Four kiosks outside jail administrators’ offices at Lowndes County Sheriff’s Office will soon be the primary way inmates’ family members can talk to them, a system that jail personnel say will make visits more efficient, The Commercial Dispatch reported.

The kiosks are basically an expansion of a system, similar to Skype, that’s been in use since 2015 at the Lowndes County Adult Detention Center, said Capt. Ryan Rickert. Using the website, www.smartjailmail.com , which is run by Smart Communications, inmates and their families have been able to log in and exchange emails and photos monitored by jail personnel. The website also provides a way for relatives to stay in touch with jail staff.

Now, Smart Communications also offers video visitation. Family members and inmates log on with their own identification codes and speak to each other through video. Families can even visit remotely that way, Rickert said, by logging on from their homes on their personal computers or phones.

“The inmates have the same system in each dayroom, so they’ll be able to communicate with their family,” Rickert said. “They’ll be able to do it on-site here at no cost. They can do it remote through a website portal at a cost, but it will allow them to visit with more than just one person.”

The new policy is one of several technical updates the jail is implementing, said Rickert, including updates to the camera and monitoring systems throughout the facility.

“That’s going to open up an opportunity for an inmate to visit with their whole family,” Chief Deputy Greg Wright said. “They’ll all get on there and they don’t even have to come up here to do it. They can stay home and do it. But on the flip side of that, what it helps us with is it cuts down on manpower usage of escorting people upstairs where we used to have to have visitation. Not only that, it’s going to cut down on the inmate movement within the facility, which can become a security problem.”

Currently visitations are all scheduled over weekends, and inmates can only visit with two people at a time either Saturday or Sunday.

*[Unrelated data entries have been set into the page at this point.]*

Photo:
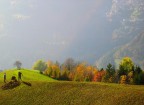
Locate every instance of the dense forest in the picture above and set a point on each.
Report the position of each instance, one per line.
(70, 70)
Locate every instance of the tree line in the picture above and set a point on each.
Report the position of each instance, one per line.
(70, 70)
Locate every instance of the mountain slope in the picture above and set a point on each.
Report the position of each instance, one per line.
(133, 49)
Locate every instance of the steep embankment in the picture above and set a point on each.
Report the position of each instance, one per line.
(129, 35)
(133, 49)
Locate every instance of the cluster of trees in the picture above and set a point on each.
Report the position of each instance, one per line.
(128, 73)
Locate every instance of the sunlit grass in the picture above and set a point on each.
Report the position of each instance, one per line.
(46, 91)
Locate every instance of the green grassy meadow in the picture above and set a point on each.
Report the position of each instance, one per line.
(46, 91)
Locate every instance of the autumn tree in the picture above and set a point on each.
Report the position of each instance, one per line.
(110, 73)
(126, 65)
(69, 64)
(53, 70)
(18, 64)
(99, 75)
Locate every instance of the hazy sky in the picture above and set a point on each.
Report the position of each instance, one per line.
(53, 29)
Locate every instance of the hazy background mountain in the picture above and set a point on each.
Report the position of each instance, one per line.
(129, 36)
(47, 29)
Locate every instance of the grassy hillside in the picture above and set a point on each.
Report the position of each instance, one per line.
(28, 75)
(72, 93)
(46, 91)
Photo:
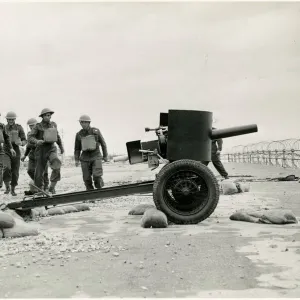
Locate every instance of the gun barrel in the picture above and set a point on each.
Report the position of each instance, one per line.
(233, 131)
(120, 158)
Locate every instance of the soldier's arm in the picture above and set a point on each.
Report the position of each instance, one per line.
(102, 143)
(32, 135)
(22, 135)
(27, 151)
(59, 140)
(77, 147)
(220, 144)
(7, 139)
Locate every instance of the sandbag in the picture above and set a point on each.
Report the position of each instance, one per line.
(154, 218)
(14, 214)
(229, 187)
(272, 216)
(6, 220)
(81, 207)
(21, 229)
(140, 209)
(39, 212)
(69, 209)
(244, 187)
(55, 211)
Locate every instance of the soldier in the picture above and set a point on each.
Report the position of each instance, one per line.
(44, 135)
(11, 163)
(4, 139)
(216, 149)
(87, 142)
(30, 152)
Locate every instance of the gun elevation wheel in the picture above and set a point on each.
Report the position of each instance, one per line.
(186, 191)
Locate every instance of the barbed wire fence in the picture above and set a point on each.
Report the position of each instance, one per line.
(280, 153)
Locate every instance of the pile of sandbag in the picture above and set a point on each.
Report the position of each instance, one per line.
(12, 226)
(151, 217)
(266, 216)
(58, 210)
(229, 187)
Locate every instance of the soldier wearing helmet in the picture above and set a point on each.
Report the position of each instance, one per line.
(87, 152)
(44, 135)
(30, 152)
(4, 139)
(12, 163)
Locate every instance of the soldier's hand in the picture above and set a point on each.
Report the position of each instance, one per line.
(13, 152)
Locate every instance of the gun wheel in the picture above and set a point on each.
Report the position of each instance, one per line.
(186, 191)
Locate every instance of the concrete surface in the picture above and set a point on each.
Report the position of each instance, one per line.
(105, 253)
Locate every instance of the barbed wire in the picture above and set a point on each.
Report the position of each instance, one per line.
(283, 153)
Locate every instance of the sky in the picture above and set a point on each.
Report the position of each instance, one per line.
(124, 63)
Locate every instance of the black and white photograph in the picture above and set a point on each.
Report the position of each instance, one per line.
(149, 149)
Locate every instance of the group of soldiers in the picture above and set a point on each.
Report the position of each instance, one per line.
(42, 152)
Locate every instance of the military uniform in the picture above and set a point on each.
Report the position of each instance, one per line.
(30, 152)
(91, 160)
(11, 163)
(45, 152)
(4, 139)
(215, 158)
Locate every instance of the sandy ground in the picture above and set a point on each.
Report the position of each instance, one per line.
(105, 253)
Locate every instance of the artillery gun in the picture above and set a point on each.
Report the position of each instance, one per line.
(184, 189)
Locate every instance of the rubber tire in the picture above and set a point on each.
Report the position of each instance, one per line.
(204, 172)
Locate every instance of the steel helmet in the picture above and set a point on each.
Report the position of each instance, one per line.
(46, 111)
(85, 118)
(31, 121)
(11, 115)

With the kiosks, Rickert said, inmates can have up to two on-site visitations per week, as well as one remote visit per week. Those visits will be scheduled Monday through Friday from 8 a.m.-5 p.m.

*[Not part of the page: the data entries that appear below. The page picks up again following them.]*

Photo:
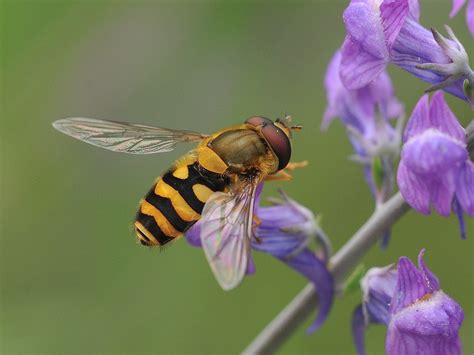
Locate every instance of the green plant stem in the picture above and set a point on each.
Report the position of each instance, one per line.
(348, 257)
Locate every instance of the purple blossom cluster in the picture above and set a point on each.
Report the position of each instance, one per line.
(436, 168)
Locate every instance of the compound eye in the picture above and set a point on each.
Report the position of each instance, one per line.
(279, 142)
(258, 121)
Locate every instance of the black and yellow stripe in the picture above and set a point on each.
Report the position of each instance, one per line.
(175, 202)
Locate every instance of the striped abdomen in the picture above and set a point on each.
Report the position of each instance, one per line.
(175, 203)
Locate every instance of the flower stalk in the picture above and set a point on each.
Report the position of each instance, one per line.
(278, 330)
(348, 257)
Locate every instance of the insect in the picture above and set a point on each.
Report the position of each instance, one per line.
(215, 182)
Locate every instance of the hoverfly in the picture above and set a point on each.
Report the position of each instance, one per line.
(215, 182)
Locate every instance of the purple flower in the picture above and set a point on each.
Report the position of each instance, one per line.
(435, 169)
(378, 287)
(366, 113)
(457, 4)
(421, 319)
(388, 31)
(424, 320)
(285, 231)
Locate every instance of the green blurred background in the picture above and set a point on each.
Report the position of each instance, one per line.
(73, 278)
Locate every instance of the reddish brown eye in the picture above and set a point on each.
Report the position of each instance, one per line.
(258, 121)
(279, 142)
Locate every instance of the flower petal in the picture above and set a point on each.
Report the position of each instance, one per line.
(419, 119)
(364, 26)
(358, 329)
(358, 67)
(433, 153)
(414, 9)
(442, 193)
(393, 14)
(470, 16)
(460, 215)
(430, 326)
(457, 4)
(251, 266)
(465, 188)
(443, 118)
(430, 279)
(378, 286)
(410, 286)
(413, 189)
(384, 95)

Family members can schedule the meetings online, which the jail administrators monitor, Rickert said. All on-site visits are 15 minutes, while a remote visit can be 30 minutes.

It costs about 50 cents per minute to visit an inmate remotely through the portal, Rickert said. The on-site visits are free, but Wright and Rickert pointed out it still may be cheaper to visit remotely for a family member who lives far away from the jail.

“When you start looking at it at first, say we’ve got family in Memphis,” Rickert said. “It would be a lot cheaper to visit while I’m sitting in my house at Memphis versus paying gas and driving all the way down here.”

The other benefit to remote visits is that inmates can see more than two people at a time, Wright and Rickert said.

“If you look at Christmas for example, somebody who hasn’t seen their loved one in quite some time, but isn’t in town long enough to come, you can have this visit with one phone, pass the phone around and get to visit with them,” Rickert said.